CV (last updated - Aug, 2013)
Gracie started working in the ecophys lab as a freshman and is now our senior resident. She is from Kanopolis, KS (pop: 492), which is famously known for Orozco's Portales Cafe (best Mexican food in KS). Gracie's interests are focused on ecohydrology and modeling atmo-plant-soil flux dynamics. She has experience running environmental sensors, and using stable isotopes as predictors of ecological processes. Her other skills include singing out loud with the radio while working in the lab.
Ben started working in the lab in the summer, 2012. Ben is the most energetic person in the lab, always ready for a challenge!

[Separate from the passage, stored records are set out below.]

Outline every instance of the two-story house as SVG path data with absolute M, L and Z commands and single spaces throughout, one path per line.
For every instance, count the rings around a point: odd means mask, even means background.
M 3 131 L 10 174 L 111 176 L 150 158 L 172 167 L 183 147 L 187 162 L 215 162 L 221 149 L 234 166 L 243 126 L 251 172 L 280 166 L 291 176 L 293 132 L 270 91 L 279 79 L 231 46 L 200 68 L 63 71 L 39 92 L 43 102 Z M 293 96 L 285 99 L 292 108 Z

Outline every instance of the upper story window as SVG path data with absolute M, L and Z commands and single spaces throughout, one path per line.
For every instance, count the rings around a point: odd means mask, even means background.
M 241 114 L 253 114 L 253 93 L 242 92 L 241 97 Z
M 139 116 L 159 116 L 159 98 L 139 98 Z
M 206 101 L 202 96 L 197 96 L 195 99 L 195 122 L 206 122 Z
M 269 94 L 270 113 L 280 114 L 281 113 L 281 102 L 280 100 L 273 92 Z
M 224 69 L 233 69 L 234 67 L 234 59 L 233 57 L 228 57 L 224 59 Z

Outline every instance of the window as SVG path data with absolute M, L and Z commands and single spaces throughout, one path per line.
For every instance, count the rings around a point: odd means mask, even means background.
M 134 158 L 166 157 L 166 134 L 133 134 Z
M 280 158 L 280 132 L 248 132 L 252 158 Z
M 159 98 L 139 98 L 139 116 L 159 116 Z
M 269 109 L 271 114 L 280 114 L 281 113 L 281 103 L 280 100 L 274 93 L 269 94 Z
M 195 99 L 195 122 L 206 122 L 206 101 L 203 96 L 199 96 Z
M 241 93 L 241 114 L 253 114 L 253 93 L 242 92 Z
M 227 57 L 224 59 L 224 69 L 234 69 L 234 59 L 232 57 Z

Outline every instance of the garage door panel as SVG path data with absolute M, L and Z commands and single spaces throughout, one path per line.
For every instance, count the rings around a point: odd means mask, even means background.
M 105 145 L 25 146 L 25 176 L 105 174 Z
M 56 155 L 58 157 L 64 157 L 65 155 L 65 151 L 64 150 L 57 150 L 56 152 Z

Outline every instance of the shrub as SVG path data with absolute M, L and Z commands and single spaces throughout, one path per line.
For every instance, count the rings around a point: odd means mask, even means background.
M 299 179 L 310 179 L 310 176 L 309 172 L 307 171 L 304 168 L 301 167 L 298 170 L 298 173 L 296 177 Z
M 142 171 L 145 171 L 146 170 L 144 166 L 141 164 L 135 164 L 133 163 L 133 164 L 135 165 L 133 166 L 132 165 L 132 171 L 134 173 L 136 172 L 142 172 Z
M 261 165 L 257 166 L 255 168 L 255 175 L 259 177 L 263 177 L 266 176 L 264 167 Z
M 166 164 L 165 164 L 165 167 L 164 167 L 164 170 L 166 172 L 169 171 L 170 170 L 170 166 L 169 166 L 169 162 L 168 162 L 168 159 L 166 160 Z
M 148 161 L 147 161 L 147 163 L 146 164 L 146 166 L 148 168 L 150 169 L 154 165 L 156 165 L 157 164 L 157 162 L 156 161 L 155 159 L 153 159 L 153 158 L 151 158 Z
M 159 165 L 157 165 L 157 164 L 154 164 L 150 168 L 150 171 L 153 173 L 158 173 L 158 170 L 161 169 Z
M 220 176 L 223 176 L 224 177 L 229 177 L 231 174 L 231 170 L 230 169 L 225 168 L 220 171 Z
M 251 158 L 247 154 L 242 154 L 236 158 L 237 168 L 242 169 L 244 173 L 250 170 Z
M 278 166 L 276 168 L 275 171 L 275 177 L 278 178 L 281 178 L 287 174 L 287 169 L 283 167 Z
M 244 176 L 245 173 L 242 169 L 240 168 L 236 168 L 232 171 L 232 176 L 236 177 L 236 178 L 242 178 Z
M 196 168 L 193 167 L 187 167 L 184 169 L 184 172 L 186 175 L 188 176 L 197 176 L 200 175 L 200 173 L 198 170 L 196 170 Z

He spent the summer 2013 as a REU student on Konza comparing tracer vs. natural abundance techniques to investigate hydrualic lift. He's taking those skills and an interest in belowground plant interactions to Columbia, MO to work with Ricardo Holdo
Rachel started working with us in Jan., 2014. Rachel was originally interested in pre-Med, but thankfully realized how boring life would be as a "real doctor" (now she's interested in ecology). So far, she has helped with chores in SIMSL and assisted Kim with her research. Going forward, Rachel will be designing her own research project (presumably on plant physiology) as she gains experience for grad school.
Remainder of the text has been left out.